Initiating downhole directional surveys. Conventional directional survey devices use recycling of the mud pumps during pipe connections to trigger the directional survey and send the data to surface. Another method, described by Schlumberger, uses cessation of pipe rotation, rather than cessation of the mud pumps, to trigger a survey. Surveys taken using this approach can be made prior to the pipe connection. Following the connection, the drillstring does not have to remain stationary. This approach eliminates the need to recycle to pumps to take surveys, and enables surveying with a full, unchanged flowrate (constant BHP), which minimizes surge and swab effects, thereby reducing risks of borehole instability and stuck pipe. The surveying method reduces overall surveying time and has benefits in MPD, UBD, and air drilling. 
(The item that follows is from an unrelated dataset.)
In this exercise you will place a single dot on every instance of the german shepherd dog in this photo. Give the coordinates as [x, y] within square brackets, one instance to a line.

Dual-telemetry MWD. NOV Wellbore Technologies introduced a retrievable dual-telemetry MWD tool (BlackStar II) that combines the capabilities of electromagnetic (EM) and mud-pulse (MP) data transmission, Fig 1. With the BlackStar II retrievable MWD, switching from EM to MP transmission can be performed via EM or RPM downlinking to avoid costly trips to change out equipment. The modular design allows flexibility in configuring the toolstring to maximize operational capabilities. By incorporating a special translation module, a standard off-the-shelf mud pulser can be run with this system without modifications. The new system offers a full suite of MWD sensors, including directional, gamma, internal and annular pressure, axial and radial vibration, ROM and temperature. 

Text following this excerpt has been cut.